When the numbers aren’t on your side, it’s time to try some hypothetical reasoning. Putting on his biggest philosophical hat, Carl Sagan asks how the civilized people of Europe could possibly have condoned witch-burning. His answer: “If we’re absolutely sure that our beliefs are right, and those of others wrong… then the witch mania will recur in its infinite variations.” In other words, it could happen again, and right here in America. But how plausible is this? Carl Sagan believed in evolution, the Big Bang, and lots of other things. I’m sure he was convinced he was absolutely right, and that his enemies the creationists and fundamentalists were absolutely wrong. Even so, Sagan didn’t burn anyone. I believe certain things to be absolutely true, and yet my personal record on witch-burning is exemplary. If you go to Salem today, you’ll see that the witches are thriving. They don’t even bother to employ security when they perform their rituals— indeed, they have become tourist attractions. Clearly Sagan was engaging in a little paranoia.
How about the Thirty Years’ War? This conflict involving the Holy Roman Empire and the Protestant states in Germany lasted from 1618 to 1648. While religious motives were present initially, historians today emphasize that these wars were mainly fueled by political contests of power. The emerging nation-states of Europe were clashing with each other over territory and influence. We can see how political motives overrode religious ones in the role played by Catholic France in the latter phases of the war: concerned about thestrength of the greatest Catholic power in the world, the Holy Roman Empire, French statesman Cardinal Richelieu organized a force made up of Swedes and Frenchmen to help the Protestant side.
Just as in the Thirty Years’ War, many current conflicts that are counted today as “religious wars” are not being fought over religion. This is a point that never seems to get through to atheists like Dawkins and Harris. Dawkins complains about the media’s insistence on describing the conflicts in Northern Ireland, the Balkans, and Iraq as “ethnic” rather than religious. But the media is right and Dawkins is wrong. These are ethnic rivalries. Dawkins terms the clash between the Shiites and Sunni in Iraq as “religious cleansing.” Nonsense. Aside from the radicals of al Qaeda, the fight in Iraq is between one group that, in league with the secular despot Saddam Hussein, ruled Iraq for a quarter century, and another group—the Shiite majority— that is now in power. Religion has very little to do with this internecine conflict.
Dawkins gives several other examples, and they all work against him. The Israeli- Palestinian conflict is not, at its core, a religious one. Rather, it arises from disputes over self-determination and land. Hamas and the extreme orthodox parties in Israel may advance theological claims—”God gave us this land” and so forth—but even without these religious motives the conflict would remain essentially the same. But aren’t the Jews fighting for this land because it is holy? No, they are fighting because this is their ancestral land and, after the Holocaust, many Jews have become convinced that they can feel secure only in a country of their own. The people who founded the state of Israel were secular, not religious, Jews. The Palestinian Liberation Organization was from its origin a secular nationalist group.

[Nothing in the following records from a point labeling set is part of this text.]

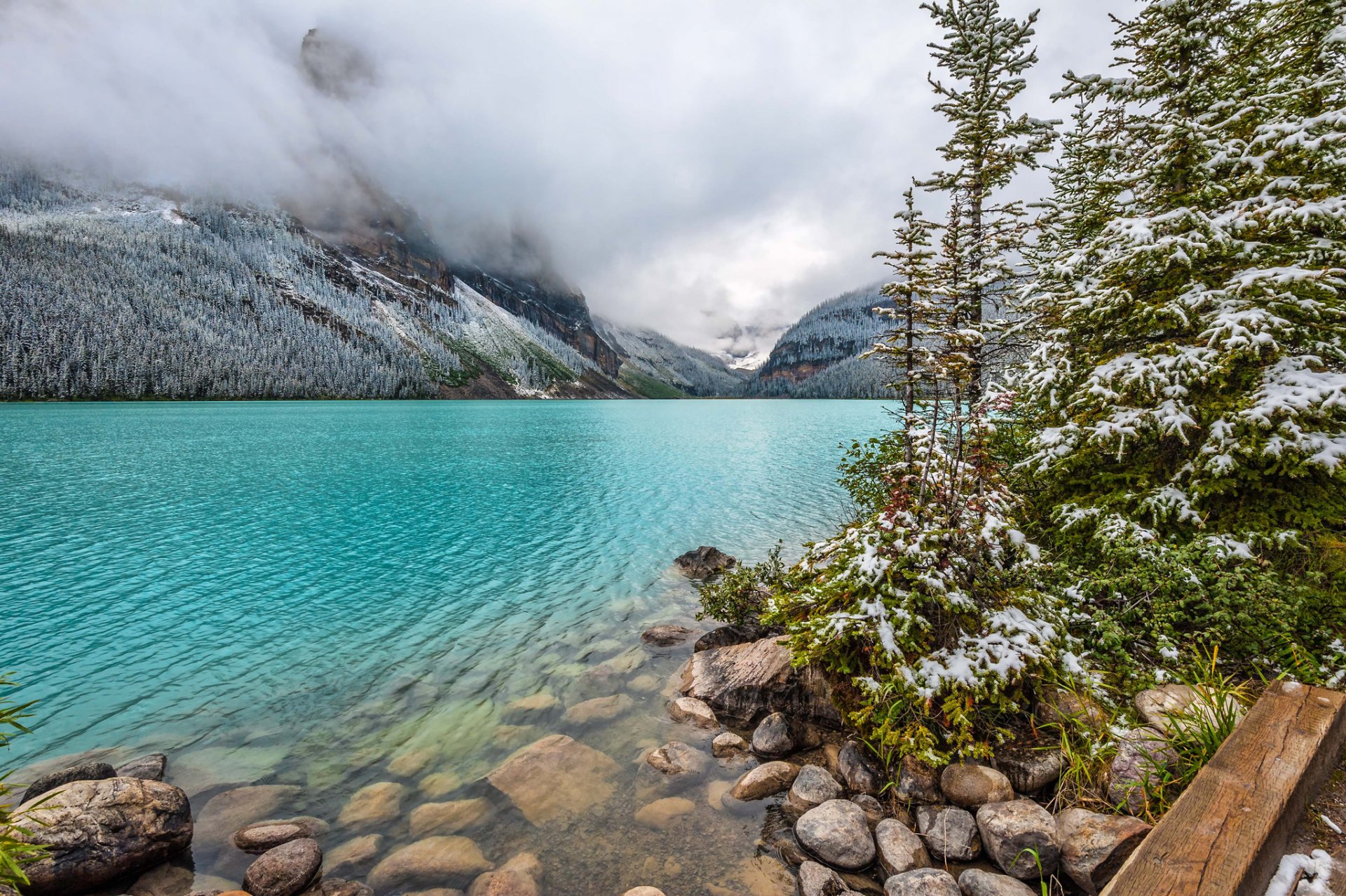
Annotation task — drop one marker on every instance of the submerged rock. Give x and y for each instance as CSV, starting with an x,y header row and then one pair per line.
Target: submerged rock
x,y
100,830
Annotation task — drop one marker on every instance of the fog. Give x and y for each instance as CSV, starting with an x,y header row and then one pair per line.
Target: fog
x,y
711,170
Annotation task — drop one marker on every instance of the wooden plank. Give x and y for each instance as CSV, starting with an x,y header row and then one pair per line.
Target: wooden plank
x,y
1227,833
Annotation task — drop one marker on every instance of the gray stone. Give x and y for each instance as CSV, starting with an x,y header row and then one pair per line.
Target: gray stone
x,y
983,883
899,848
951,833
838,833
1094,846
859,770
285,871
971,786
923,881
812,787
772,736
100,830
1012,828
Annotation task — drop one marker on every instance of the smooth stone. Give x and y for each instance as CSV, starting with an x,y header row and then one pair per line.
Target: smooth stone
x,y
664,813
86,771
772,738
261,837
923,881
355,853
727,743
447,818
765,780
1014,827
677,758
556,780
813,786
899,848
373,805
150,767
435,860
971,786
1143,755
598,710
838,833
1094,846
100,830
983,883
918,783
691,710
820,880
951,833
285,871
665,635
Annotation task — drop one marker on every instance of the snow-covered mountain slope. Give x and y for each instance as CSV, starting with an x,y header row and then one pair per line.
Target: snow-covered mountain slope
x,y
820,355
649,355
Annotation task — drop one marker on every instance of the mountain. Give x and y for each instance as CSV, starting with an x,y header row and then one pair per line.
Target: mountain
x,y
820,355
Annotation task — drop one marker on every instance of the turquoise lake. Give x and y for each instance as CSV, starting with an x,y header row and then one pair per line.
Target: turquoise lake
x,y
326,595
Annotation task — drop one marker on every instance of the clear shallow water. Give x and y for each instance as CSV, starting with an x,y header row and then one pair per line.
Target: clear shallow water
x,y
303,592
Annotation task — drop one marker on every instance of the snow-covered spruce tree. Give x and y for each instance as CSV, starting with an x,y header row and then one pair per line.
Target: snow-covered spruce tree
x,y
1193,386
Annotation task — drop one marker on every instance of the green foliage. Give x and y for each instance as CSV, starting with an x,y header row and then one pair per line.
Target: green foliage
x,y
740,595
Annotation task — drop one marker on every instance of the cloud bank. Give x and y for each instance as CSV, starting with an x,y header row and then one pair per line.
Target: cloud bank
x,y
707,168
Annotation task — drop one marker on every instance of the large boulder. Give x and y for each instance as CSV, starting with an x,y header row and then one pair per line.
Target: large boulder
x,y
1094,846
556,780
838,833
742,681
99,830
705,563
285,871
1021,837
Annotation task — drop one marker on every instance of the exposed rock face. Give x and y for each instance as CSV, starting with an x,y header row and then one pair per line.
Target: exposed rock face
x,y
555,780
691,710
742,681
899,849
971,786
1010,829
838,833
765,780
812,787
1094,846
151,767
285,871
665,635
705,563
983,883
924,881
433,862
772,736
85,771
99,830
1142,758
951,833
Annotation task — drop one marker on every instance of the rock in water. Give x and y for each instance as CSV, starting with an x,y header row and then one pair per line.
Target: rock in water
x,y
838,833
742,681
86,771
983,883
556,780
705,563
1012,828
772,736
1094,846
951,833
99,830
151,767
924,881
285,871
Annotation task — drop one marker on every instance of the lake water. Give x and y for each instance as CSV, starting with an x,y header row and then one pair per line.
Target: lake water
x,y
329,595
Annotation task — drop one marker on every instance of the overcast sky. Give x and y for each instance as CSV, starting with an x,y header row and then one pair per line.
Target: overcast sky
x,y
695,165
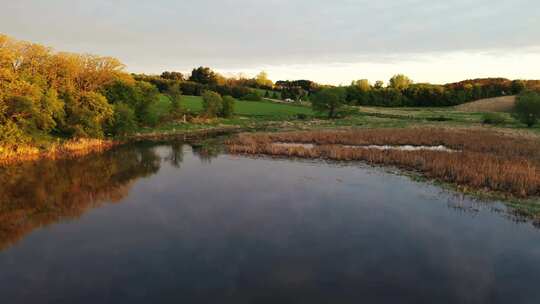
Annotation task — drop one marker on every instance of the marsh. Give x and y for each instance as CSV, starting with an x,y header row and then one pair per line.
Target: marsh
x,y
172,222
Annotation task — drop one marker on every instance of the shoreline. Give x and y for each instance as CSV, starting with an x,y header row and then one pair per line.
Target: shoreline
x,y
81,147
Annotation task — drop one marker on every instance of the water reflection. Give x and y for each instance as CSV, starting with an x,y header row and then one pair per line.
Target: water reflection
x,y
250,230
36,194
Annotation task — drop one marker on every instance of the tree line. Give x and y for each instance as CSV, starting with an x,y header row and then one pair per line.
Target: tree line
x,y
44,93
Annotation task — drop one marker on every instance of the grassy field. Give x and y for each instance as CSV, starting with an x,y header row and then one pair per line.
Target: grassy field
x,y
267,114
497,104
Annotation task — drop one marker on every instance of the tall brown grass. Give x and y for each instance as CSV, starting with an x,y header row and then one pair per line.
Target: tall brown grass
x,y
70,148
487,160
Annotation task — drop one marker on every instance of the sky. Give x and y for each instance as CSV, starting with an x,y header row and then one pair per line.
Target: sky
x,y
331,42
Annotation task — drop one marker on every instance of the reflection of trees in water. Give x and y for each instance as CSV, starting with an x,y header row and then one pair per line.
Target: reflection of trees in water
x,y
207,150
41,193
176,156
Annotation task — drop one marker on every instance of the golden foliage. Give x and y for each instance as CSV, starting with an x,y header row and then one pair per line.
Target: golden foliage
x,y
485,161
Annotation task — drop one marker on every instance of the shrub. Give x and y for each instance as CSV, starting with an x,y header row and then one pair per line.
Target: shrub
x,y
212,104
124,120
439,118
301,116
228,107
253,96
329,101
88,114
527,109
493,119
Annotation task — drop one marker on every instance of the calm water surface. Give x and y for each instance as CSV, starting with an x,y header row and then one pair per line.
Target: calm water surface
x,y
171,224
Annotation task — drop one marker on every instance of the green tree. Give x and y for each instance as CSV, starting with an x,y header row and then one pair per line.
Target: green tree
x,y
263,81
175,94
204,75
363,85
212,103
400,82
88,114
172,76
124,120
329,101
228,107
527,109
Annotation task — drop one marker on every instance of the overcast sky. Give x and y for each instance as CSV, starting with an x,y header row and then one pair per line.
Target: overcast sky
x,y
327,41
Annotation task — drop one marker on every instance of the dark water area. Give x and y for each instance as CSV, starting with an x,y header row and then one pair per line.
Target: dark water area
x,y
169,223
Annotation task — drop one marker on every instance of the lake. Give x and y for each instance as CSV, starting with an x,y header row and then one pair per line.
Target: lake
x,y
172,223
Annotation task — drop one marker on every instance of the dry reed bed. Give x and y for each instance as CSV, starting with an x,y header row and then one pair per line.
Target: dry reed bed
x,y
487,161
71,148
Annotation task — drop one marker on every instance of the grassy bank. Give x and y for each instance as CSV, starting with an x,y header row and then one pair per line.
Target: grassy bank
x,y
480,160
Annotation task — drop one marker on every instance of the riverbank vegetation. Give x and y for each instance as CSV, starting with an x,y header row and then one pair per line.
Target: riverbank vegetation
x,y
478,160
53,101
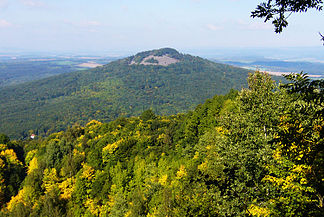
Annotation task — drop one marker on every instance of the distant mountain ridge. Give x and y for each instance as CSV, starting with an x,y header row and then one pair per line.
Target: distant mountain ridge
x,y
164,80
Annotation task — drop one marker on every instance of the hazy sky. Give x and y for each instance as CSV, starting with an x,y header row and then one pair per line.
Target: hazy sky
x,y
108,25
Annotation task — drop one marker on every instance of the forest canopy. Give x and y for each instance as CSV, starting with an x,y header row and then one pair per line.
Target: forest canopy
x,y
254,152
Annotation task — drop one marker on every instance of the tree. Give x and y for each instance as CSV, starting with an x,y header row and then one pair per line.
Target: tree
x,y
279,11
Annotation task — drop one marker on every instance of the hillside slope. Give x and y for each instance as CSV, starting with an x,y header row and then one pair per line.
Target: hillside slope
x,y
164,80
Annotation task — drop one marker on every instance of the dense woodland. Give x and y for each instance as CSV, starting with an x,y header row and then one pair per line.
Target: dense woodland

Ethnic rivalry, not religion, is the source of the tension in the Balkans. Christopher Hitchens gratuitously proposes that the “ethnic cleansing” of the Balkans be called “religious cleansing” even though he admits that “xenophobic nationalism” and territorial aggrandizement rather than religion are the primary motivations for the violence. Moving on to Northern Ireland, Hitchens tells a joke without realizing that it undermines his own argument. A man is walking down a street in Belfast when a gunman leaps out of a doorway, points a gun, and says, “Protestant or Catholic?” The man exclaims, “Neither. I’m an atheist.” To which the gunman replies, “Catholic atheist or Protestant atheist?” The real point of the joke is that it doesn’t matter because religion is not really the issue. In the same vein, the Protestants and Catholics in Northern Ireland aren’t fighting about transubstantiation or some point of religious doctrine. They are fighting over issues of autonomy and over which group gets to rule the country.